Julio hace changas, hace un poco de todo, «donde agarre voy. Antes trabajaba en el campo, no era vida ni para mí ni para ella -señala a Brisa- que se me crió y yo estaba en el campo y si me veía era un rato, hasta algunas veces ni siquiera me llegaba a ver porque cuando iba a casa, ella dormía y cuando me volvía al campo, no se había levantado, sólo podía estar en casa los sábados y al otro día me tenía que volver a ir». Ante esta situación y su necesidad de permanecer cerca de sus hijos y acompañando a su familia decidió trabajar en Tres Arroyos.

Jacqueline atiende a los niños en su casa, «la nena va a la escuela y el nene va al jardín, los días que está lindo van siempre y si llueve trato de llevarlos, pero en general no podemos salir».

 

Sin baño

La casilla no tiene baño, hay una lata que Julio pone cerca de las camas y del tambor que quema leña para calentar el lugar, «él hizo un pozo afuera, hacemos en la lata y después la tira al pozo «, cuenta la mujer y Julio afirma que se hace cargo de esa tarea. El joven, de 24 años, no tiene mucho trabajo cuando llueve, andar afuera tratando de conseguir leña hizo que se le mojara lo que lleva puesto, por eso le dicen a este diario que «necesitamos ropa para ellos -señala a los niños y a su esposo- y cobijas que las compartimos», detalla la mujer, de 22 años.

La leña que necesitan para mantener el tambor que calefacciona la casa la sale a buscar Julio, pero cuando no les anda el auto (un Citroën bastante deteriorado) no la puede conseguir.

 

En Desarrollo Social

La familia explica que muchas veces han ido a pedir ayuda a Desarrollo Social: «He pedido que nos den algo de material, para levantar alguna pared, acá se pone muy frío, pero nos dicen que no, porque el terreno en el que estamos no es nuestro, ellos dicen que usurpamos terrenos, pero son todos fiscales los terrenos. En el barrio está todo usurpado e igualmente les traen ladrillos a otras familias. A veces pienso que el que tiene casa es más que uno. Acá estaba todo abandonado -en referencia al terreno en el que se erige la casilla- había un yuyal altísimo, lo limpié y lo dejé listo para construir y eso hice. Estaba desesperado, nos habían largado a la calle, la policía nos tiró todas las pertenencias al medio de la calle cuando vinieron a sacarnos de una casa de acá enfrente en la que vivíamos hace unos años.

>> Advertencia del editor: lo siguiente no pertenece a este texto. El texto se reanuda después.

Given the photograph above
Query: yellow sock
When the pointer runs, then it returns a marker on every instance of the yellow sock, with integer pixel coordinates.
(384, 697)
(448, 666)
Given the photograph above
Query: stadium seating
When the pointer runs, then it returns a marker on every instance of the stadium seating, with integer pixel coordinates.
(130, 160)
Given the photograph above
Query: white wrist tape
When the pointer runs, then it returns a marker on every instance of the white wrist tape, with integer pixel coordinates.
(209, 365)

Apareció una mujer diciendo que era de ella, se la dieron y a los pocos meses la vendió», refleja Julio los vaivenes por los que pasó con su esposa e hijos y la decisión de construir la casilla donde se encuentra actualmente.

 

Precariedad

Los cables cuelgan del techo improvisado de la casilla, unos broches los sostienen y sólo dos focos alumbran los ambientes. Es de día, pero la tormenta hace que esté muy oscuro, por esa razón la luz que Julio y Jacqueline comparten con la vecina está encendida. «En el barrio prácticamente nadie tiene, están los pilares para la jabalina, pero nadie tiene», dicen describiendo una situación sin dudas peligrosa.

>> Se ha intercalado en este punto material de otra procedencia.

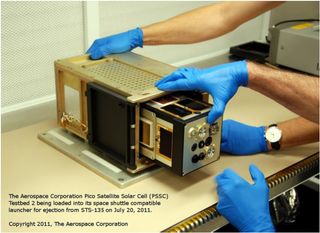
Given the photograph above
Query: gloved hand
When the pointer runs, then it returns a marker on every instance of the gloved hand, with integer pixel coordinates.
(221, 82)
(119, 43)
(241, 139)
(245, 206)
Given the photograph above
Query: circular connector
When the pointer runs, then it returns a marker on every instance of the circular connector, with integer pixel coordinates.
(192, 132)
(194, 146)
(195, 158)
(202, 131)
(210, 151)
(208, 141)
(202, 156)
(201, 144)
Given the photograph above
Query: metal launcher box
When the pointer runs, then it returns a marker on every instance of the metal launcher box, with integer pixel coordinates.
(113, 106)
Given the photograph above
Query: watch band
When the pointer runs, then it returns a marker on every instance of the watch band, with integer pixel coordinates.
(275, 145)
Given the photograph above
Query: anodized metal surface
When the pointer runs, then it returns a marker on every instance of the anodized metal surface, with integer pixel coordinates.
(80, 151)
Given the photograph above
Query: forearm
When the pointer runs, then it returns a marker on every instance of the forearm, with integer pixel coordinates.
(298, 131)
(297, 92)
(204, 23)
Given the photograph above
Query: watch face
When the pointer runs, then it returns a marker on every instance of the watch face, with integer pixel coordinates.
(273, 134)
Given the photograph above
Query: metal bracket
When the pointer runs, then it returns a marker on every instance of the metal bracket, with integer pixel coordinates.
(80, 151)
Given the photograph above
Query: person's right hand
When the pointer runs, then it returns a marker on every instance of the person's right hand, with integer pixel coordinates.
(119, 43)
(244, 205)
(221, 81)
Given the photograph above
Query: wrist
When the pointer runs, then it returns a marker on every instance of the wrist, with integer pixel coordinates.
(263, 143)
(242, 73)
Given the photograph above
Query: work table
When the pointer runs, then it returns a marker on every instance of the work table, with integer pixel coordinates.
(30, 166)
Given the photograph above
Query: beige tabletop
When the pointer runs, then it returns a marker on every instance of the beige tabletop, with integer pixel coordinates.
(29, 166)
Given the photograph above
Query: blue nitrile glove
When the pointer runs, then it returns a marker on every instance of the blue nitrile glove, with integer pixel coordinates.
(119, 43)
(244, 205)
(241, 139)
(221, 82)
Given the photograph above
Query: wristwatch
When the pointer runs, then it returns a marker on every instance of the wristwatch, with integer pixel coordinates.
(273, 135)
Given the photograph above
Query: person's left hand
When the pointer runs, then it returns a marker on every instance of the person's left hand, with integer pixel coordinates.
(241, 139)
(222, 82)
(244, 205)
(118, 43)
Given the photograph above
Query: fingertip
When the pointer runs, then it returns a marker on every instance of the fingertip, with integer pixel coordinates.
(211, 116)
(256, 173)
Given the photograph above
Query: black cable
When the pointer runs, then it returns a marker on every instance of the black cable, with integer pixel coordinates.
(294, 20)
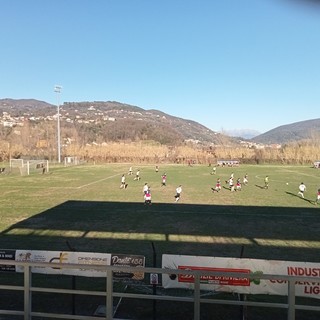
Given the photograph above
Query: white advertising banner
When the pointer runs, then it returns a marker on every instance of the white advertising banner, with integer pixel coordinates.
(79, 258)
(244, 285)
(54, 257)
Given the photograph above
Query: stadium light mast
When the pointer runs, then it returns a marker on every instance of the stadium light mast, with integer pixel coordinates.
(57, 90)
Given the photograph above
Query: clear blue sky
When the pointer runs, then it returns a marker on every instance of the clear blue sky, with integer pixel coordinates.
(227, 64)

Una de las paredes está levantada con cartones. En la habitación, camas están juntas, la grande y la de los pequeños, tapadas por frazadas antiguas, agujereadas, y frente a ellas, el tambor encendido que calienta muy poco el ambiente.

Los chicos corren de un lado al otro, juegan, se ríen y de vez en cuando se sientan a mirar a las visitas. «Cuando hay mucho viento o hace mucho frío te bandea, si no tenés el tambor bien prendido te morís de frío», indican.

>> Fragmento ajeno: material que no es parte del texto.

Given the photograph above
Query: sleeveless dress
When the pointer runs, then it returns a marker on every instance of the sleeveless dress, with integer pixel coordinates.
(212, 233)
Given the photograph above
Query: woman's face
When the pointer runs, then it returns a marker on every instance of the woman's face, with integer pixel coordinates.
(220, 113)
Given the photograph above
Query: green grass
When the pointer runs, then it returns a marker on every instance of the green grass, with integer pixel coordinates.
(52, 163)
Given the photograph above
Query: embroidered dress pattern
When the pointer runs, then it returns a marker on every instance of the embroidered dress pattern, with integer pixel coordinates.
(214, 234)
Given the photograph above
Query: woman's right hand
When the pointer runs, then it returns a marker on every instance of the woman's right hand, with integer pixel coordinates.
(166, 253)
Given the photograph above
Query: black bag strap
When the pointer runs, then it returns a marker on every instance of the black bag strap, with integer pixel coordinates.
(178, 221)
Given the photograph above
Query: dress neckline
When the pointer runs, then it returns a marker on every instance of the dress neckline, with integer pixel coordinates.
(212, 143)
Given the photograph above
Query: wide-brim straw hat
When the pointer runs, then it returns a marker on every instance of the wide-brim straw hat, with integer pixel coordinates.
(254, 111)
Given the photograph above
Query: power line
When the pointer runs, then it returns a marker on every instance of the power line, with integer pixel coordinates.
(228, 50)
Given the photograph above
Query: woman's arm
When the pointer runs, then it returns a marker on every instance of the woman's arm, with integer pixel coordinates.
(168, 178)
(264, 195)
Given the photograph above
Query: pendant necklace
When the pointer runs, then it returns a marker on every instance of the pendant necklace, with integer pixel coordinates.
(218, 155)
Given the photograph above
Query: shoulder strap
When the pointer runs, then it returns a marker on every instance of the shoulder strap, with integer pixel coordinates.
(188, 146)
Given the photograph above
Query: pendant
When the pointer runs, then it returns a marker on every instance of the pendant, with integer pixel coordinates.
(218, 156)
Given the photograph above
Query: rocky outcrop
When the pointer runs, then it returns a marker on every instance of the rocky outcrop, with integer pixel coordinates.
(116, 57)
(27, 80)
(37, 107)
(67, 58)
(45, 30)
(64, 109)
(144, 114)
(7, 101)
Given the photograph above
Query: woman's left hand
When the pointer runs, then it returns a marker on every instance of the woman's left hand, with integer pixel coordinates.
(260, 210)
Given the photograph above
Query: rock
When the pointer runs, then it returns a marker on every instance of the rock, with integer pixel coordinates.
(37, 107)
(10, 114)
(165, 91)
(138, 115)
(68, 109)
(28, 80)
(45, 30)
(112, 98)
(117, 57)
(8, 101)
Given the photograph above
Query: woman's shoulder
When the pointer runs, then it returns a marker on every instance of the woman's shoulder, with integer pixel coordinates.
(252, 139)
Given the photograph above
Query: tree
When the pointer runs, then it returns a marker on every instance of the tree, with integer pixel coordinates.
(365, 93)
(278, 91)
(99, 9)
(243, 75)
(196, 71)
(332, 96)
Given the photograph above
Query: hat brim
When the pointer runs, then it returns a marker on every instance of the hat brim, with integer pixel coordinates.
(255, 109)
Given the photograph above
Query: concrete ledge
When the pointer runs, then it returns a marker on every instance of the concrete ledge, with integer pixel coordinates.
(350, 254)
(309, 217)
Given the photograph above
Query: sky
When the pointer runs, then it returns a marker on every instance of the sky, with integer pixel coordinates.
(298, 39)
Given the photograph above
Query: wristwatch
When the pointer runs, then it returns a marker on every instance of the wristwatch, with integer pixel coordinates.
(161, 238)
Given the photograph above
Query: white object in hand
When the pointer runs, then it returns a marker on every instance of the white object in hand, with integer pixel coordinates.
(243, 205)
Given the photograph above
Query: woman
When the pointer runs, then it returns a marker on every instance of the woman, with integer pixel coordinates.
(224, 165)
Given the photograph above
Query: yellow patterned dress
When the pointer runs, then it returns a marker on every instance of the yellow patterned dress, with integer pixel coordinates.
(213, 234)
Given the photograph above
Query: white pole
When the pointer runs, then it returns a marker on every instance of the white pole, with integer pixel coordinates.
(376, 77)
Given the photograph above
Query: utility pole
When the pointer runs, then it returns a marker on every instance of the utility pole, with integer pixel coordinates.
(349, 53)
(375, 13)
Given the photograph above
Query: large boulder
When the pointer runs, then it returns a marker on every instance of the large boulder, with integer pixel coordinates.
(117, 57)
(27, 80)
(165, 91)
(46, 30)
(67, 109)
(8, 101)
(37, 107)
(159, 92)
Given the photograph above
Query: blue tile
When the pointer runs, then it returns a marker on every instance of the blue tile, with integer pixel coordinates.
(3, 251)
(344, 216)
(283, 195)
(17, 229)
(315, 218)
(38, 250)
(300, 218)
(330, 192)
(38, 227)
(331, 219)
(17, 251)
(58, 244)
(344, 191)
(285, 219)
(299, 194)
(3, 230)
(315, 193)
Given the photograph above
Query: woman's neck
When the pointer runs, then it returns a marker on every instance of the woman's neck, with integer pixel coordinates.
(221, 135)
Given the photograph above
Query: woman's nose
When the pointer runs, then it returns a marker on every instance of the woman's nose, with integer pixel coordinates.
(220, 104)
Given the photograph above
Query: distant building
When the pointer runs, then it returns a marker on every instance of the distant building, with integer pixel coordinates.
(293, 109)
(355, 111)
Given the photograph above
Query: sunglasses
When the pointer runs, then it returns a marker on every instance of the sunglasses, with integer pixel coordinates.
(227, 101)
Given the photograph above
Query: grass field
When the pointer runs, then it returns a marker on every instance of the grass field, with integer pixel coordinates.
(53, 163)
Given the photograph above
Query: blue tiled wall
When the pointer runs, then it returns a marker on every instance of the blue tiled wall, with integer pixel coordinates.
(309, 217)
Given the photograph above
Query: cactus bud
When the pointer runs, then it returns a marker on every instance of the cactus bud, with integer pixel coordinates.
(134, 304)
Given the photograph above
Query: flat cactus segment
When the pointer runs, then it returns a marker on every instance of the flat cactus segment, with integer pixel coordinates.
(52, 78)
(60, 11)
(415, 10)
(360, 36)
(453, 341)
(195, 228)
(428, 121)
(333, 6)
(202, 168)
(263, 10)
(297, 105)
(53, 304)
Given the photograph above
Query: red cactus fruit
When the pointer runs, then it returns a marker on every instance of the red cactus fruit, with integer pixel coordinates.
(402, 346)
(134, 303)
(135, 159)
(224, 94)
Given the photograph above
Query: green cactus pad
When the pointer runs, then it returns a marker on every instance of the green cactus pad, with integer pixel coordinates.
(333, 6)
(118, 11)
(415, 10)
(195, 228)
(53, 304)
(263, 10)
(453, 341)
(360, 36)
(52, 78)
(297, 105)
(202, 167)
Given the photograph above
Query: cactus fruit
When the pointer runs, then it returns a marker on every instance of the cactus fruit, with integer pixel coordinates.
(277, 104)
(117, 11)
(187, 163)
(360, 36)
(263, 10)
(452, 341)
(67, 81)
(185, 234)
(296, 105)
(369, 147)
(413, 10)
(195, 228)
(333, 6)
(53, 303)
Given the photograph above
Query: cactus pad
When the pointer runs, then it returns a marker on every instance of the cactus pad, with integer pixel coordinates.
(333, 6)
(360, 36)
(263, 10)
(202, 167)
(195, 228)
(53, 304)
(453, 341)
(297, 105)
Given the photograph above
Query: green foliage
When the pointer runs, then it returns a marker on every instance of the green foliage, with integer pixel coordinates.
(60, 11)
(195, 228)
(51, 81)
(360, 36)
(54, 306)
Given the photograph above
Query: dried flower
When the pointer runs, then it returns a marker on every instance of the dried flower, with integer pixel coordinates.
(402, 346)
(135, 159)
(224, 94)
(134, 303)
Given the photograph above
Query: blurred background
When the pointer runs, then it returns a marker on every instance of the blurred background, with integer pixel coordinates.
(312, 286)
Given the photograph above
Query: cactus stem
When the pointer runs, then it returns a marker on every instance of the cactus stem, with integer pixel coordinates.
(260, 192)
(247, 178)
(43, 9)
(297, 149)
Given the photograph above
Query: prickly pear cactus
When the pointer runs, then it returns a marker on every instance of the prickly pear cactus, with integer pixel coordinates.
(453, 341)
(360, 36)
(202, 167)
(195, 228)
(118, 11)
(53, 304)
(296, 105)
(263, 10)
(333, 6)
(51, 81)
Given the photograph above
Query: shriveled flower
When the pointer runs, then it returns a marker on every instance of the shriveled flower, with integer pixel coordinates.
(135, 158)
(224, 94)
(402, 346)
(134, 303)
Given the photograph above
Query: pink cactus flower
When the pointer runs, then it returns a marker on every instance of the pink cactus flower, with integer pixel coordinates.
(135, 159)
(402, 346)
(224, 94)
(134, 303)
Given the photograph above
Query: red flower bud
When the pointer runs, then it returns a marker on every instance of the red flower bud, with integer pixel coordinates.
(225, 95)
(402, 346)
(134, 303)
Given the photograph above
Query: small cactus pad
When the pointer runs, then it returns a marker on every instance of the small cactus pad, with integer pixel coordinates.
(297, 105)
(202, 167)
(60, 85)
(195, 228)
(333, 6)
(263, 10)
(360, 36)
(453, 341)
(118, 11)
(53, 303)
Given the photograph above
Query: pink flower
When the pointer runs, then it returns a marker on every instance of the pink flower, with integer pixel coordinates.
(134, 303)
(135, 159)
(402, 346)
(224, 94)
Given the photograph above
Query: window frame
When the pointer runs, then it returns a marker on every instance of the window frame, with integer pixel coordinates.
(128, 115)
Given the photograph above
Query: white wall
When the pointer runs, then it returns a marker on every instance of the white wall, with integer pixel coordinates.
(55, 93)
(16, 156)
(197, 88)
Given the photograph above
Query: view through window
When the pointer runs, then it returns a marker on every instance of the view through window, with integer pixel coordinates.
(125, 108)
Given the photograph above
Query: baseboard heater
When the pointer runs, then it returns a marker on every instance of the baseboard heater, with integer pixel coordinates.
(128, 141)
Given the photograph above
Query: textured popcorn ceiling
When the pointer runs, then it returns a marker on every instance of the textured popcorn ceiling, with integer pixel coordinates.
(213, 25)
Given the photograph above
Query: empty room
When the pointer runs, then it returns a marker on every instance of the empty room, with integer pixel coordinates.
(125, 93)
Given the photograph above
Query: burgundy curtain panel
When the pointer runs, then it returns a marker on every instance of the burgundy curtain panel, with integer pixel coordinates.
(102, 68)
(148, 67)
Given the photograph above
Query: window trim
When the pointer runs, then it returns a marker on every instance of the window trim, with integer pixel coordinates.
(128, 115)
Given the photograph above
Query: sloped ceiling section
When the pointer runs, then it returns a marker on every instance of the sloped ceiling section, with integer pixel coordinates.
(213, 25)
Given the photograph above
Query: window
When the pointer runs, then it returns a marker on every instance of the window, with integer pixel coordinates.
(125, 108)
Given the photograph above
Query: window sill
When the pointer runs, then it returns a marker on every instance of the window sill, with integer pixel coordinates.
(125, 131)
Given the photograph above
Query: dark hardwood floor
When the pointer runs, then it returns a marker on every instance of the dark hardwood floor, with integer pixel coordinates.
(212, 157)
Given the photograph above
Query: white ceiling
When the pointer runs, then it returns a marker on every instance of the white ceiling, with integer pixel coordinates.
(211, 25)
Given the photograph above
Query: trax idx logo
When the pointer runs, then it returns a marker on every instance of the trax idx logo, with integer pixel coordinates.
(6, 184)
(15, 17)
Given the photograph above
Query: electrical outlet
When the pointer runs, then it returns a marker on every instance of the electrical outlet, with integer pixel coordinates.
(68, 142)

Ante la pregunta de este diario acerca de lo que gana y si eso le alcanza para vivir, Julio dice que «lo que changueo me alcanza para comer, por eso no puedo comprar leña que está a 200 pesos los 100 kilos o por ahí la conseguís un poco más barata en algún lado, pero no puedo comprarla porque si lo hago, no comemos». Jacqueline acota que tiene la asignación universal de sus tres hijos mayores y no tiene del pequeño, porque el trámite no está terminado. La familia requirió ayuda a Desarrollo Social también por eso pero dicen que «no podemos ir a cada rato a acción social, mi marido trabaja y yo, cuando quiero hablar con la asistente social o con Aramberri, no me atienden».

En el medio de la pieza y el lugar que hace las veces de cocina comedor, hay una silla con una bañadera arriba llena de ropa, Jacqueline la señala y explica que «la ropa la lavo afuera, ahora está todo en esa bañadera porque no puedo salir a lavar». La necesidad en primera persona.